The council's cabinet is being asked to allow the local authority to work with developers to bring about the plans.
The city's lack of a convention centre was "a major structural economic weakness" according to council leaders.
A master plan, which includes improving transport, was unveiled earlier this year.
The council is set to take the next step in looking for developers and operators to come forward with ideas to support the council's plans, which also include an exhibition centre and indoor arena.
The next stage will help in "assessing the scope, viability and funding options".
Councillor Russell Goodway, cabinet member for finance and economic development, said: "We know that the city's reputation as both a visitor destination and a business centre is stronger amongst people that have actually visited the city than those that have not.
"Therefore an International Convention Centre, capable of attracting global conferences, conventions and events has to be a priority as it will help bring people to the city and will contribute towards our efforts to attract inward investment."
The council hope it could create 500 permanent jobs and hundreds more indirect jobs.
Previously, a consultation called Rebuilding Momentum, published in March, looked at four potential sites: the current County Hall in Cardiff Bay, the Red Dragon cinema complex nearby, the site of the Brains brewery and Callaghan Square, which are both situated close to Cardiff's central railway station.
Senior councillors believe the council needs to act, as it faces competition from Bristol, who are already looking at their own plans.
Mr Goodway added: "Since opening in 1995 Edinburgh's ICC has attracted around 980,000 delegates to more than 2,400 events, generating an estimated £340m for the Scottish economy.
"This gives us a real indication that Cardiff, as the capital city of Wales, is losing out big time ."
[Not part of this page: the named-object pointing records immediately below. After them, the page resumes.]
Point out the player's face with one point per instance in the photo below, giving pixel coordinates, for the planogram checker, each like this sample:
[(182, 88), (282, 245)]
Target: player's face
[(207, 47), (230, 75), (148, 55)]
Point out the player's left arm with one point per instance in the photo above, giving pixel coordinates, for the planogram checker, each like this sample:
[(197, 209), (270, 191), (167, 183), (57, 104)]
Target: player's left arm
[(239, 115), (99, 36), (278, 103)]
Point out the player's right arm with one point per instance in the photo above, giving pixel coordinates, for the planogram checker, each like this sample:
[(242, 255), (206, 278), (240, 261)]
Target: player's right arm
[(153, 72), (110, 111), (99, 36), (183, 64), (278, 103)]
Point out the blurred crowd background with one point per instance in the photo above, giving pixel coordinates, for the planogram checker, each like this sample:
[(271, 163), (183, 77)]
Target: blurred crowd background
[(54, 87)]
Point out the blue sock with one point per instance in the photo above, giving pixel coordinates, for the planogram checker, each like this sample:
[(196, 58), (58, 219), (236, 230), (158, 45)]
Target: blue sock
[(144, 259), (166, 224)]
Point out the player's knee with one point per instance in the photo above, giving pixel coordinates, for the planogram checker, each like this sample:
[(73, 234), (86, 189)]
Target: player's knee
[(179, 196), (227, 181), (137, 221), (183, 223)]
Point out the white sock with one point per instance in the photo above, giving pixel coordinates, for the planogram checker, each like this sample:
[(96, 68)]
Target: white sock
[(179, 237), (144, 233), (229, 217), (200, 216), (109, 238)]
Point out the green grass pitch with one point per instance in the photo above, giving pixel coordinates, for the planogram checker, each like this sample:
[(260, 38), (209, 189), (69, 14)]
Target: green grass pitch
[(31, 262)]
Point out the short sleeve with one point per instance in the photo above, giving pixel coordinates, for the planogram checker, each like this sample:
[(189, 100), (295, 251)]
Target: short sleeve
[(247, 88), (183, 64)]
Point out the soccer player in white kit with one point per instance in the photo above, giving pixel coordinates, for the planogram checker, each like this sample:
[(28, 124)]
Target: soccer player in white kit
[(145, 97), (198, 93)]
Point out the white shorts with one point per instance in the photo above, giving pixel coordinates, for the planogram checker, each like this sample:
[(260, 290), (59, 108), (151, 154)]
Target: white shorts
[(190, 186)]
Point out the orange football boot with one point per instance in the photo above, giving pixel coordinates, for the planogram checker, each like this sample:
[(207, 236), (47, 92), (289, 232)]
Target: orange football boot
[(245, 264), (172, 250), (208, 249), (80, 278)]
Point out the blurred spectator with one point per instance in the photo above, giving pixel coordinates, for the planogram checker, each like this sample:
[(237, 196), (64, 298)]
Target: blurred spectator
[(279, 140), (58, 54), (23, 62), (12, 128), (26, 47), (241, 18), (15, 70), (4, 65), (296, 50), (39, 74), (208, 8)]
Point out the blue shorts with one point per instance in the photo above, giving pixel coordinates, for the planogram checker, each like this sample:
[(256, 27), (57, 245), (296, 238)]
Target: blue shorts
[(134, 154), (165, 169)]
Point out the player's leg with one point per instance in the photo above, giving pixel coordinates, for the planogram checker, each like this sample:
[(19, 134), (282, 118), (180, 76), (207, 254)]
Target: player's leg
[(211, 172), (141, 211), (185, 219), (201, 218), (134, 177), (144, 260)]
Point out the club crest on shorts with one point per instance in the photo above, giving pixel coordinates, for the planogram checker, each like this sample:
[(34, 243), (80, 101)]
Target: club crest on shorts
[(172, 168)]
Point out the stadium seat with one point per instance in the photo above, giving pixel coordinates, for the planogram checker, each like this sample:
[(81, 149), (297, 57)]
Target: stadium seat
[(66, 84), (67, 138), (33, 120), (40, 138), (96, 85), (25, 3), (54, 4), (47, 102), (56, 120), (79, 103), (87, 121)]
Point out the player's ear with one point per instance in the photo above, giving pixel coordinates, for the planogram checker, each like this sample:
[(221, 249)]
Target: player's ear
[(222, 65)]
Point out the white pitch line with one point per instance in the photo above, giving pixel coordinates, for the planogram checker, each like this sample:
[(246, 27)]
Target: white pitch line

The council wants the market to be tested over a proposal for a centre capable of hosting up to 1,500 delegates.
It also believes the Welsh capital is lacking a multi-purpose indoor arena, with a capacity of up to 15,000, and capable of attracting top entertainment events.
Meanwhile, the council also wants to make progress in another part of its master plan - a light rapid transit system linking the city centre with the bay and an upgrade of the city's central rail and bus stations.
As a first step, the council wants to buy out leases to buildings around the railway station which are on council-owned land.
Improving the "gateway" rail and bus stations is seen as key to the wider ambitions for an enterprise zone in the centre of Cardiff.
"The area around Cardiff Central railway station gives a poor first impression for anyone visiting Cardiff and the Council has been under pressure for some time to regenerate this run down part of the city centre," said Mr Goodway.